The one thing I liked about Phaser was its arcade "physics" and how it helped get arcadie movement and collisions up and running quickly(ish).  On the other hand, it just might have been the inconsistent ordering of arguments in the physics function calls that broke the camel's back here (but was probably the inconsistent use of `update()` across objects).

So, yes, "despite the trouble, Godot is the new goto."  My note of caution here is keep in mind that open source may never catch up to some of the commercial products.  Some things in Godot will likely never be as easy to rig up as in Unity and the others (and we both know Unity ain't exactly wonderful to use either).  Particularly in the 3D realm, I hear.  Although, 3.4 made significant improvements there, I also hear.  Simply put, you have to be willing to do more lifting in Godot.  You have to want it more.  A weird statement considering many find it easier than Unity to get started in.  Godot gets naughty quickly when you start reaching for the stars.
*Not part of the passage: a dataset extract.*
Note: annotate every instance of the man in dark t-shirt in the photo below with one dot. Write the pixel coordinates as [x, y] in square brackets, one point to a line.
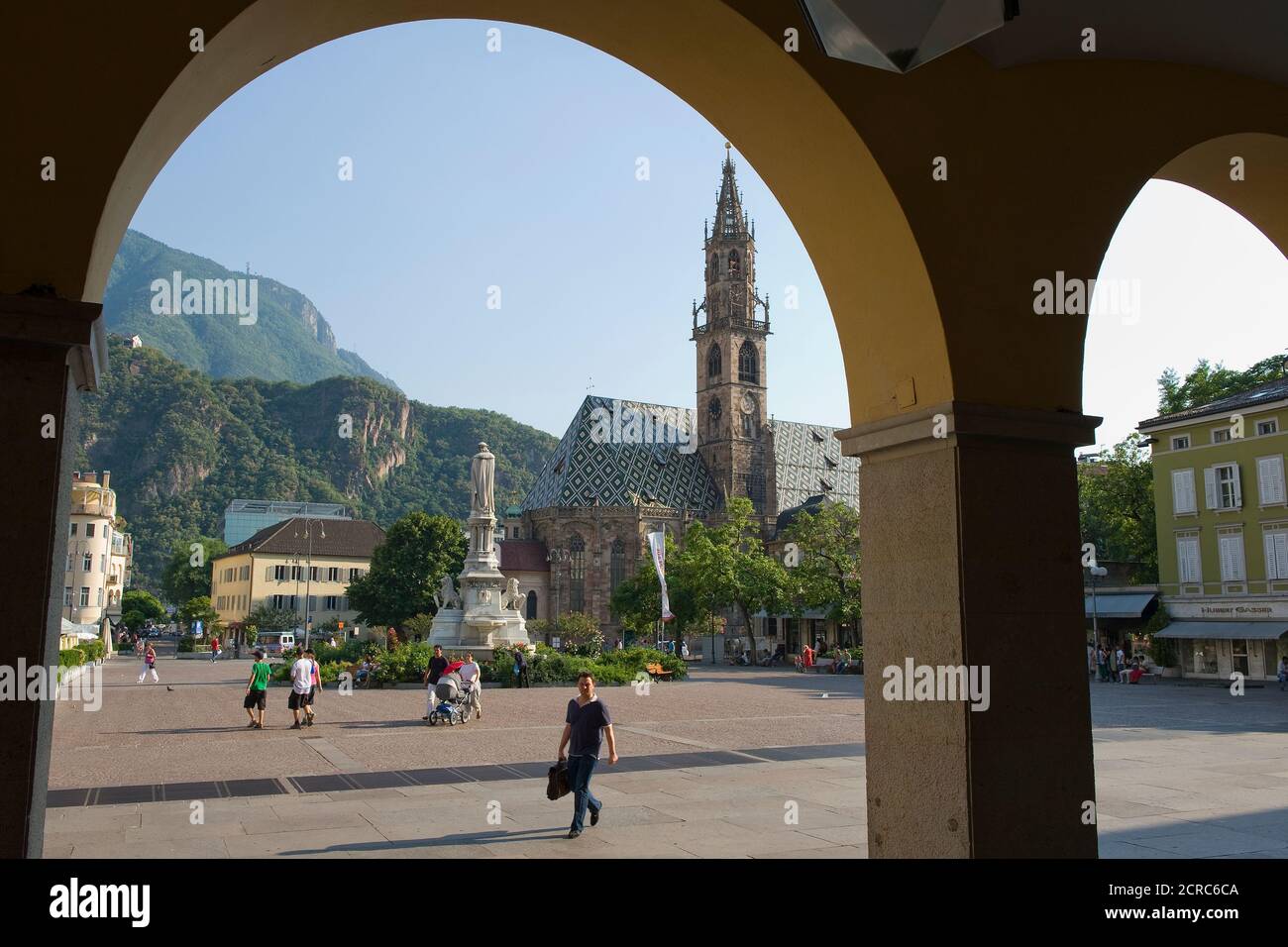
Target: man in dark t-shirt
[587, 719]
[437, 665]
As to engineering, I found it more similar to Unity than dissimilar.  Yes, the lingo is weird/unhelpful and throws you off but, really, a "game object" in Unity is loosely a "node" in Godot (game objects and components cross over with scenes and nodes), a "prefab" in Unity is a "scene" in Godot, and a "scene" in Unity is the abstract "owner" scene in Godot (I guess).  Godot appears to be heavily hierarchy oriented, but I found it to be no more or less so than Unity when it comes down to it.  In short, I found the component system to be similar to Unity and found myself making many of the same kinds of decisions as to whether to build something up in the GUI editor or in code.  I lean heavily towards the code side but still split it here and there.  Some tools are very odd and need to be looked up to get.  I found the animation tool onerous for busy sprite sheets and redid those in code instead (with no help from the docs when it comes to exemplifying code workarounds).  Stuff like that pops up here and there.  Also, there is something very wrong with how scenes/nodes and node classes are wired to each other.  I'm not enough of a language engineer to describe what it is, it just doesn't quite grok with me.  It feels wrong, for example, that instancing a scene does not run the _init() constructor in attached classes -- that only a new copy of a class made from code will init it.  I get the data differences, but the diff feels not tangible enough and, thus, unnecessarily confusing.

And, just to throw another wrench into the conversation, Unity would still be the right choice for my other game, GRITS Racing.  The 2D physics in Godot is too simple compared to Box2D, and Godot's package library (while pretty okay) can't yet compete with the pro quality of some Unity packages.  There are some Box2D plugins to Godot but, like I said before, you've got to want them more to use them (I say to someone who writes his own physics regardless).  Some of the other packages I use in GRITS Racing have no replacement in Godot.  But... I'm ready to leave much of that behind in many of my planned projects.